Refinancing your car loan has the potential to save you money. Unfortunately, there are many mistakes people make when refinancing a car that can result in picking a loan that isn't the best available option. Here are a few mistakes to avoid making when refinancing your car loan.
Not Knowing Your Credit Score
Your credit score is one of the main factors that determines what interest rate you will qualify for when you apply to refinance your car loan. To make sure you're not wasting your time, check your credit score before applying to refinance your car loan. If you score has increased since you obtained your original car loan, you may be able to secure a lower interest rate. However, if your credit score has decreased, you may not be able to find a better rate when refinancing your car loan. Once you know your score, you should be able to estimate what interest rate you will qualify for before you even apply to refinance your car. If the interest rates you qualify for don't meet your goals, work on increasing your credit score before applying.

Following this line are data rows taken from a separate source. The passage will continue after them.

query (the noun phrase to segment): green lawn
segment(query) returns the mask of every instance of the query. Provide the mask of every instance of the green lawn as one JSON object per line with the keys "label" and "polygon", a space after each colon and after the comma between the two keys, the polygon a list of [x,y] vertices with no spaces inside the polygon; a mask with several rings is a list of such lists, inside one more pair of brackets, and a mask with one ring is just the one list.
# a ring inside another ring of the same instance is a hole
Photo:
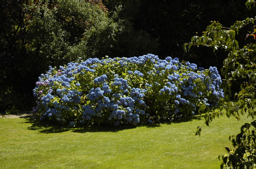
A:
{"label": "green lawn", "polygon": [[251,118],[220,117],[195,136],[203,117],[136,127],[61,128],[28,118],[0,118],[3,167],[217,167],[229,136]]}

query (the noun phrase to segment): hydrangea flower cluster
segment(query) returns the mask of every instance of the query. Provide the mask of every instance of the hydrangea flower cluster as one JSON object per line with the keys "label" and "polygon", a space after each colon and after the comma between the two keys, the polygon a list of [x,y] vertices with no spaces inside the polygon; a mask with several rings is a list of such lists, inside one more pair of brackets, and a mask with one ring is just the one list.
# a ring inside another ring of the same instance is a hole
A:
{"label": "hydrangea flower cluster", "polygon": [[152,54],[90,58],[49,67],[33,90],[35,119],[76,126],[172,120],[209,109],[224,97],[217,68],[198,68]]}

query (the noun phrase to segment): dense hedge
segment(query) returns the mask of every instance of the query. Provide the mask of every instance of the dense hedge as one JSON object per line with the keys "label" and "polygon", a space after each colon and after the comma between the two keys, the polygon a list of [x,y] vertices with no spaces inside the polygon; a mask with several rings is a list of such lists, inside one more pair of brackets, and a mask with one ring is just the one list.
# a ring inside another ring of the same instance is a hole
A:
{"label": "dense hedge", "polygon": [[50,66],[33,90],[34,118],[72,126],[151,123],[194,115],[224,96],[215,67],[204,70],[188,62],[183,65],[177,58],[160,60],[151,54],[106,57]]}

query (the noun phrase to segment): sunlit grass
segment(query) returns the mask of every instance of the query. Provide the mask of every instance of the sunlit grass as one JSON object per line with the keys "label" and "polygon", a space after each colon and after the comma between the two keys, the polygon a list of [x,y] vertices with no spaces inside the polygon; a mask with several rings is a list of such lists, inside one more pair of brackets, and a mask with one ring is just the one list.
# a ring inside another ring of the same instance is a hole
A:
{"label": "sunlit grass", "polygon": [[1,167],[219,167],[229,136],[251,119],[221,117],[195,136],[200,116],[136,127],[61,128],[0,119]]}

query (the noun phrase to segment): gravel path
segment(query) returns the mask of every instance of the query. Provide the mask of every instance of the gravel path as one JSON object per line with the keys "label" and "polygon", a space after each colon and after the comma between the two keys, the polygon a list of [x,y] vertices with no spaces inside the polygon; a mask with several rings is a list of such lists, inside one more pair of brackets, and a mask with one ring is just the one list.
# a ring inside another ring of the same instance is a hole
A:
{"label": "gravel path", "polygon": [[30,112],[25,112],[17,114],[15,115],[9,114],[3,115],[0,114],[0,118],[29,118],[32,117],[32,115],[30,113]]}

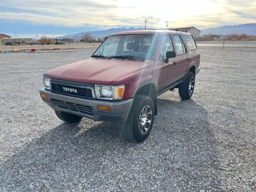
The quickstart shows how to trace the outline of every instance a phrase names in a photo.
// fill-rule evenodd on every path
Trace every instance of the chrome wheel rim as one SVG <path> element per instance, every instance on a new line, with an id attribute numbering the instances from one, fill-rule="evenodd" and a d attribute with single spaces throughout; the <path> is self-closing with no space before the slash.
<path id="1" fill-rule="evenodd" d="M 189 94 L 191 94 L 194 91 L 194 86 L 195 80 L 193 77 L 191 77 L 190 80 L 189 82 L 189 85 L 188 86 L 188 90 Z"/>
<path id="2" fill-rule="evenodd" d="M 152 110 L 148 105 L 144 106 L 140 114 L 139 128 L 142 134 L 146 133 L 151 124 Z"/>

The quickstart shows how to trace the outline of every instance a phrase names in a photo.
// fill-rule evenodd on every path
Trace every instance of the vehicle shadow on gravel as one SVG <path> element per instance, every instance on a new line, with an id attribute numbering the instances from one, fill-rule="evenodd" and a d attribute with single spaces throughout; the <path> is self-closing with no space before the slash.
<path id="1" fill-rule="evenodd" d="M 192 99 L 159 99 L 158 105 L 143 143 L 124 140 L 120 124 L 62 123 L 1 163 L 0 180 L 11 190 L 219 190 L 207 111 Z"/>

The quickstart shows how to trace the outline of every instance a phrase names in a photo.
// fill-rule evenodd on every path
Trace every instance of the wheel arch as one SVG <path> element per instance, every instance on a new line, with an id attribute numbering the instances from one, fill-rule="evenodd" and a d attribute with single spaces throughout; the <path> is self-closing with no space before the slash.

Refinancing to Keep a Car You Can't Afford
It's easy to get caught up in the moment and buy a car you can't really afford when you're at the car dealership. Refinancing a car that you can't afford may lower your payments, but it may extend the length of your loan, too. If you truly can't afford a car, don't bother refinancing. Instead, sell the car and buy a more affordable vehicle that comes with a new or used auto loan payment that fits your budget.
Extending Your Car Payments Too Long
You may be extending your car payments too long if you simply pick the auto refinance loan with the lowest payment. Your original loan may have required you to make payments for anywhere from 24 to 96 months. You've probably made at least a few payments on your original car loan, so it may not make sense to start over again by taking out a longer period car loan when you refinance. Shorter loan terms may come with higher payments, but you'll likely pay less in interest and your car loan will be paid off faster.

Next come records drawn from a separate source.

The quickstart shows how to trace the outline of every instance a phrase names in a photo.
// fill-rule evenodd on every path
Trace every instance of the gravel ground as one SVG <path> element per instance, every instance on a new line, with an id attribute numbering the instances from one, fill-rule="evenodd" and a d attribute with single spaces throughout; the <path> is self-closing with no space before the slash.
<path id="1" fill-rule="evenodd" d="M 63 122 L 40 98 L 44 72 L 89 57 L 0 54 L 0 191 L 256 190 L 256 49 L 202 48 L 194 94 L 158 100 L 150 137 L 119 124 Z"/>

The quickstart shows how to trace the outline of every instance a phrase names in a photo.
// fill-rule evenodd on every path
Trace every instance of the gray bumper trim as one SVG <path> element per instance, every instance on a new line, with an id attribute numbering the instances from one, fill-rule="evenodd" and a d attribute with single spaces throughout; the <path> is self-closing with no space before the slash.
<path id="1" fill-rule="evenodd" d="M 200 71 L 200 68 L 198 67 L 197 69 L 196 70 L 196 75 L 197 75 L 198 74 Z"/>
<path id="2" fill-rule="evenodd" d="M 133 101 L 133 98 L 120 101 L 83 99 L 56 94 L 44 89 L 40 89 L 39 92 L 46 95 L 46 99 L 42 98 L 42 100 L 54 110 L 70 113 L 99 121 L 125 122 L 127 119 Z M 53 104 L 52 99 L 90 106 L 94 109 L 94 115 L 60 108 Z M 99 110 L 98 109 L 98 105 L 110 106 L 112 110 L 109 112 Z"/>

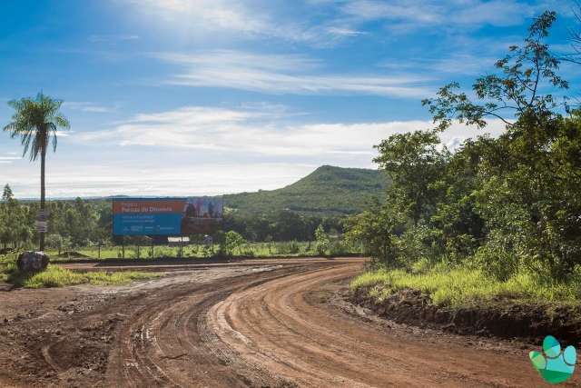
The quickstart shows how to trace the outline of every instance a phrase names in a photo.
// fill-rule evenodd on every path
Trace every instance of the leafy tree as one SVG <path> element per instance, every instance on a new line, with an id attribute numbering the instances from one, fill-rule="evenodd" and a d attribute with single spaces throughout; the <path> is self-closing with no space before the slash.
<path id="1" fill-rule="evenodd" d="M 441 176 L 448 152 L 438 151 L 439 138 L 434 131 L 396 134 L 376 148 L 374 162 L 393 182 L 389 195 L 400 196 L 414 224 L 434 206 L 432 184 Z"/>
<path id="2" fill-rule="evenodd" d="M 325 254 L 330 247 L 330 240 L 329 234 L 325 233 L 325 228 L 323 228 L 322 224 L 320 224 L 317 230 L 315 230 L 315 248 L 319 254 Z"/>
<path id="3" fill-rule="evenodd" d="M 15 195 L 12 194 L 12 189 L 10 188 L 10 184 L 6 184 L 4 186 L 4 191 L 2 192 L 2 201 L 8 202 L 14 197 Z"/>
<path id="4" fill-rule="evenodd" d="M 442 87 L 437 98 L 424 100 L 438 129 L 447 129 L 453 120 L 482 128 L 487 118 L 497 118 L 514 128 L 515 134 L 522 135 L 555 118 L 556 108 L 566 106 L 566 100 L 559 103 L 552 94 L 543 95 L 541 90 L 546 85 L 557 90 L 569 86 L 557 74 L 559 60 L 545 43 L 556 19 L 555 12 L 543 13 L 529 27 L 524 45 L 510 46 L 509 53 L 497 61 L 498 74 L 477 79 L 472 89 L 481 103 L 457 92 L 458 83 Z"/>
<path id="5" fill-rule="evenodd" d="M 545 43 L 556 15 L 537 18 L 522 45 L 473 85 L 444 86 L 424 104 L 434 130 L 390 136 L 376 161 L 393 181 L 383 204 L 348 222 L 347 236 L 384 263 L 423 258 L 479 264 L 490 275 L 561 281 L 581 267 L 581 113 L 559 99 L 569 84 Z M 564 115 L 565 114 L 565 115 Z M 438 133 L 454 121 L 505 123 L 454 154 Z"/>
<path id="6" fill-rule="evenodd" d="M 15 109 L 12 122 L 4 127 L 11 137 L 19 136 L 23 156 L 28 154 L 31 161 L 40 156 L 40 209 L 45 208 L 44 173 L 46 151 L 52 143 L 56 151 L 57 131 L 70 127 L 69 122 L 60 114 L 63 104 L 42 93 L 35 99 L 12 100 L 8 104 Z M 44 250 L 44 234 L 40 234 L 40 251 Z"/>
<path id="7" fill-rule="evenodd" d="M 245 243 L 246 240 L 239 233 L 234 231 L 226 232 L 221 250 L 227 255 L 231 256 L 234 251 Z"/>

There are other benefits to picking a shorter loan term, too. As your car ages, it will continue decreasing in value. Having a shorter loan term will lower the risk that you will owe more than you car is worth at any given point in the car loan term. Additionally, maintenance issues tend to pop up more toward the end of a car's lifespan. If you opt for a shorter car loan term, you can use the money that used to go toward car payments to build up a savings account to pay for future car repairs.
Not Shopping for the Best Deal
The best deal for refinancing a car loan depends on your goals. You can opt to get the lowest total cost car loan, the lowest total cost car loan within a certain loan term, or the lowest overall car payment. If you want to get a loan with the lowest overall cost, simply add up the total dollar amount of all payments and fees. The loan with the lowest dollar total will likely be the best deal, assuming other terms are equal. Often, the lowest cost loan will have a very short loan term. If you need a longer loan term, you can use the same analysis with car loans that all have the same loan term. For instance, you could analyze all loans with a term of 48 months and pick the best 48-month loan for you. If money is tight, you may be considering going with the lowest loan payment. The dangers of the lowest car payment are listed above, but sometimes the reality of your situation requires this option. In this case, it's easy to determine the best deal as it is the loan with the lowest payment.
If you can avoid the four common mistakes people make when refinancing a car mentioned above, you should be well on your way to getting a great deal on refinancing your auto loan.